Now, he’ll bolster Montana’s deep backcourt and feature prominently in DeCuire’s guard-heavy attack with his speed and scoring ability; if Manuel’s 21.7 PPG clip in this summer’s FIBA African Qualifiers is any indication of what’s to come, then Montana could have another legitimate scoring threat.
Dorsey, on the other hand, will provide plenty of versatility for the Griz. Praised as a “jack-of-all-trades” player coming out of high school, the 6’7 senior will probably make his mark on defense. His length should help on switches; plugging him into the lineup at the four seems reasonable if Montana keeps its four-guard approach from last season.

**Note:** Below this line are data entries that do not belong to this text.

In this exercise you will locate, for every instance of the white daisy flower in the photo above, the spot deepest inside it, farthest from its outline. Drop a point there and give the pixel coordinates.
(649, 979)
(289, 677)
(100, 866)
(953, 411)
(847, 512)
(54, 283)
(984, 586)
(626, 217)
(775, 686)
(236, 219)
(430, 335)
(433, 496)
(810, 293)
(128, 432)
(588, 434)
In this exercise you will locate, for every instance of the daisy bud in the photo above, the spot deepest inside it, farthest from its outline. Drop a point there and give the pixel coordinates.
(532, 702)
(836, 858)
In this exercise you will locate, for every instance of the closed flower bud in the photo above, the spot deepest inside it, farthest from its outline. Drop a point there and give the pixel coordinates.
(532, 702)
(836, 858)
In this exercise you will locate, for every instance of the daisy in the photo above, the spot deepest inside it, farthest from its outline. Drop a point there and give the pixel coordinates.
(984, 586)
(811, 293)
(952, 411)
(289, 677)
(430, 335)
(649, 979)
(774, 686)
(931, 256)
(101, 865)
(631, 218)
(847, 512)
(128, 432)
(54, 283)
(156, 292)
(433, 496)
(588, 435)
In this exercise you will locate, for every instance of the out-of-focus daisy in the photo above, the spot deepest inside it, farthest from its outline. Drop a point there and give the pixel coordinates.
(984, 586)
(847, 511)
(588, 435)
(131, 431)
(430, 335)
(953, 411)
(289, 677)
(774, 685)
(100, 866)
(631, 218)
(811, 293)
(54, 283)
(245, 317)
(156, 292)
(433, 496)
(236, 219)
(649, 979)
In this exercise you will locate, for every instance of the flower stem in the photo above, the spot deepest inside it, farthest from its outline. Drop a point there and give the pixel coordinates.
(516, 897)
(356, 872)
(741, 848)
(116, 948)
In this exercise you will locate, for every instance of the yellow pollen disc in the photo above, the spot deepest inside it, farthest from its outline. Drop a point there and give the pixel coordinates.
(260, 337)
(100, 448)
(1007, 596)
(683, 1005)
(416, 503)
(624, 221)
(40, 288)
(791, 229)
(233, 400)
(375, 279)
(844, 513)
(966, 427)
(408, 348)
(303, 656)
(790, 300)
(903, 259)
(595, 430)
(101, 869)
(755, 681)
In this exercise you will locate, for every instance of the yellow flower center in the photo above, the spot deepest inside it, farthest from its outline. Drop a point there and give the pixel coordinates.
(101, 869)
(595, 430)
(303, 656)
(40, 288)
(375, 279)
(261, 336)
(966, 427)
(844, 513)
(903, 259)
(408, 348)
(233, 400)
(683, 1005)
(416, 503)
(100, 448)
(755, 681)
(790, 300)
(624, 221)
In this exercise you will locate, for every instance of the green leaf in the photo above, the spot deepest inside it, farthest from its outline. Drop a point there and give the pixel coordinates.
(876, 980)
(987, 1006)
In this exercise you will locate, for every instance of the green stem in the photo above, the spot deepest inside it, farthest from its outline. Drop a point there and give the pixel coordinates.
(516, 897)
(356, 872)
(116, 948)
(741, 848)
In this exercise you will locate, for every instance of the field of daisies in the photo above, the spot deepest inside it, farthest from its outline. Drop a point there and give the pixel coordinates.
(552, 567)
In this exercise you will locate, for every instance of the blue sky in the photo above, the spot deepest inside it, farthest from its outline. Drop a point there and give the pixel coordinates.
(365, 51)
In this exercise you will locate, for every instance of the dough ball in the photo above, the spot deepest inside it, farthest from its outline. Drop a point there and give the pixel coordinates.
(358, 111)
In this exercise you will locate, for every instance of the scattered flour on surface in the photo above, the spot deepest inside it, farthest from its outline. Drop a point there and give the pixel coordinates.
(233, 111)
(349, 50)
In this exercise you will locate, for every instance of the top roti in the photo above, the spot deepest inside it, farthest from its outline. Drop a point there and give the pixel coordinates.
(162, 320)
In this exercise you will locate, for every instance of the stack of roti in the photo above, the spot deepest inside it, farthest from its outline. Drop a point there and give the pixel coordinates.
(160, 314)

Can Montana defense improve?
This isn’t to say Montana’s defense is bad: The Griz leapt from No. 242 in defensive efficiency to No. 56 over the past two seasons, which is a phenomenal turnaround no matter how you slice it. But it’s not perfect.
Three-point defense was the only sub-par part about Montana’s defense; opponents shot 35.2% from beyond the arc, a mark somehow worse than teams like Siena, Dartmouth and Coppin State. It should come as no surprise that opponents averaged 40.6 3FG% in Montana’s six losses, which is a troubling trend considering they share the conference with Montana State’s Tyler Hall, Weber State’s Harding and Idaho State’s Jared Stutzman. Improve perimeter defense, and the Griz could find a new gear.
It’s no secret that the Griz will only go as far as Akoh (12.8 PPG, 6.6 RPG), Oguine (15.5 PPG) and Rorie (17.2 PPG) will take them. However, this trio will probably need help to make up for not only the void left by forward Fabijan Krslovic, whose impact on the team went above and beyond his 7.4 PPG and 5.1 RPG statline.
Expect either senior Bobby Morehead or junior Sayeed Pridgett to answer the call this season. Both rotation players averaged around 7 PPG last year, and both added over a steal per game on defense. In particular, Morehead’s 6’7 frame coupled with his outside shooting give him breakout player potential: Morehead took twice as many three’s (145) as two’s (70) last season while converting at a 35.2% clip.